SimCentric Technologies has developed a system that it said automates the planning process and can be integrated with the tracking capability of instrumented training areas to provide safety information in near real time. The system, called SAF-Foresight, is the result of a three-year collaborative project with the Australian Defence Force (ADF), with a spiral development process since the initial version was presented at the Australian Army Innovation Day in November 2017.
Gareth Collier, SimCentric vice president for strategy, told Jane’s at the 2019 Interservice/Industry Training, Simulation, and Education Conference (I/ITSEC) in Orlando in December, that the focus was to reduce the risk of fratricide in collective live fire training while maintaining realism. “The more realistic you make it the narrower your safety buffers become,” he said.

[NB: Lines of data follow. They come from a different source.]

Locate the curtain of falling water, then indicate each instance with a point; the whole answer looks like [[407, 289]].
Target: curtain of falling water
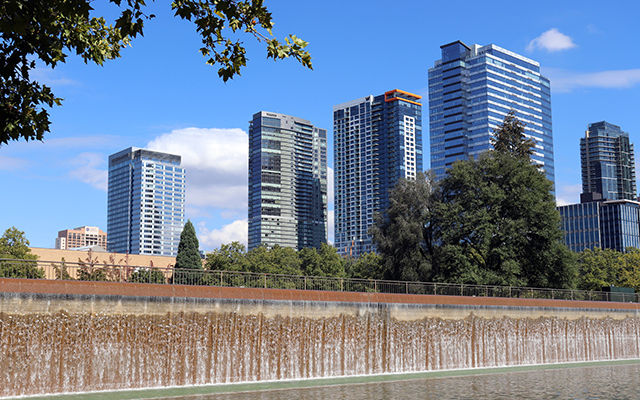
[[48, 353]]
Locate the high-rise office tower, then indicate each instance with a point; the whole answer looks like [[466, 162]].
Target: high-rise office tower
[[287, 182], [377, 141], [145, 202], [610, 224], [608, 165], [471, 90]]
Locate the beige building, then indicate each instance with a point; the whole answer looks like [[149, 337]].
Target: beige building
[[82, 236], [48, 259]]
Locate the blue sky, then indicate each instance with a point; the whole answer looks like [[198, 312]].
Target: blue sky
[[161, 95]]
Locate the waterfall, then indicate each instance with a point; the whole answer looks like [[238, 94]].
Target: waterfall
[[70, 352]]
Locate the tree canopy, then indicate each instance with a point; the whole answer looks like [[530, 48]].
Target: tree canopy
[[509, 138], [14, 245], [402, 234], [599, 268], [188, 258], [47, 31], [490, 220], [496, 221]]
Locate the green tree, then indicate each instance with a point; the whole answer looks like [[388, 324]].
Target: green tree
[[402, 235], [276, 260], [496, 223], [598, 268], [229, 257], [630, 271], [46, 31], [324, 261], [147, 275], [367, 266], [188, 259], [61, 270], [509, 138], [90, 269], [15, 246]]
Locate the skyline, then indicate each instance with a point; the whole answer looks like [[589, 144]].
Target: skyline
[[61, 183]]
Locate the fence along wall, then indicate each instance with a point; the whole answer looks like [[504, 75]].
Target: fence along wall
[[102, 336]]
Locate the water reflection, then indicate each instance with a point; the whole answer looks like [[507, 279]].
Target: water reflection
[[601, 382]]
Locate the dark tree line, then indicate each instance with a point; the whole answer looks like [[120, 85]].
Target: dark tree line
[[491, 220]]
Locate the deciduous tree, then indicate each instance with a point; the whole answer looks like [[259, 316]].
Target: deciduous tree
[[46, 31], [402, 234], [14, 245], [496, 221]]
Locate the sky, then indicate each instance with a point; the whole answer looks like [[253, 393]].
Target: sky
[[161, 95]]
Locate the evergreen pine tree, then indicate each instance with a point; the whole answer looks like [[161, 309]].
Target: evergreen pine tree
[[188, 257], [509, 138]]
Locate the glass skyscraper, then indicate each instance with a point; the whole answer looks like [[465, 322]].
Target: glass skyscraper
[[608, 164], [377, 141], [145, 202], [471, 90], [613, 224], [287, 182]]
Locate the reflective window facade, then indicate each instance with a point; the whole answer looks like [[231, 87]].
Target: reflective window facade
[[287, 182], [377, 141], [608, 164], [605, 224], [145, 206], [471, 90]]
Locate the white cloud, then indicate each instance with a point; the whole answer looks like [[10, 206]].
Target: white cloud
[[568, 194], [216, 162], [551, 40], [235, 231], [50, 77], [566, 81], [88, 168], [12, 163]]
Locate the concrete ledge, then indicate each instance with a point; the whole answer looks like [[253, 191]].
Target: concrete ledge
[[33, 286]]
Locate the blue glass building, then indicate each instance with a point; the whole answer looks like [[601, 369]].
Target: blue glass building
[[608, 163], [471, 90], [287, 182], [145, 206], [613, 224], [377, 141]]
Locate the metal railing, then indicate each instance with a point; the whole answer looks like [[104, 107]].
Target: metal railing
[[85, 271]]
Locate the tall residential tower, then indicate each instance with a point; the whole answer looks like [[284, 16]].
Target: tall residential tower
[[608, 165], [287, 182], [145, 202], [471, 90], [377, 141]]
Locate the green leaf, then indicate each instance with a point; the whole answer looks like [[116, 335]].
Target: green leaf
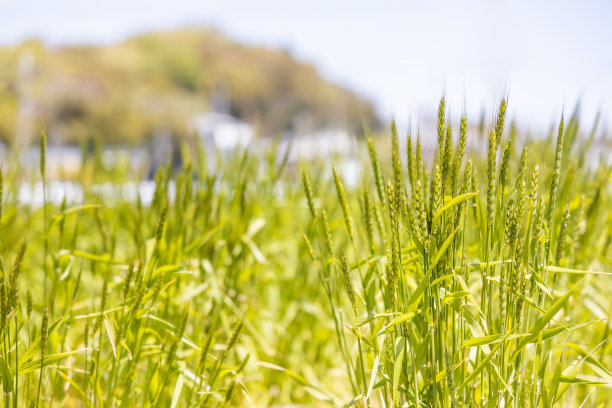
[[400, 349], [455, 201], [539, 325]]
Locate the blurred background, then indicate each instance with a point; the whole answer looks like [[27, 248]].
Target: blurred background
[[142, 76]]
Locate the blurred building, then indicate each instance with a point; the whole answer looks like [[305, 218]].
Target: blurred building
[[221, 131]]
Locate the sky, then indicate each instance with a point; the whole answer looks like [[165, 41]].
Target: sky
[[402, 55]]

A screenshot showing the 3D live-fire range planning process using SAF-Foresight. (SimCentric)
The system has two modes: planning and live. Planning is based on whole earth rendered mapping which can zoom into military specification maps. Shapefile boundaries show range danger areas that can be inserted based on a pull-down ammunition type template generator from a library based on approved doctrine. “You can do more accurately in about one minute what takes about 15 minutes to draw by hand,” claimed Collier.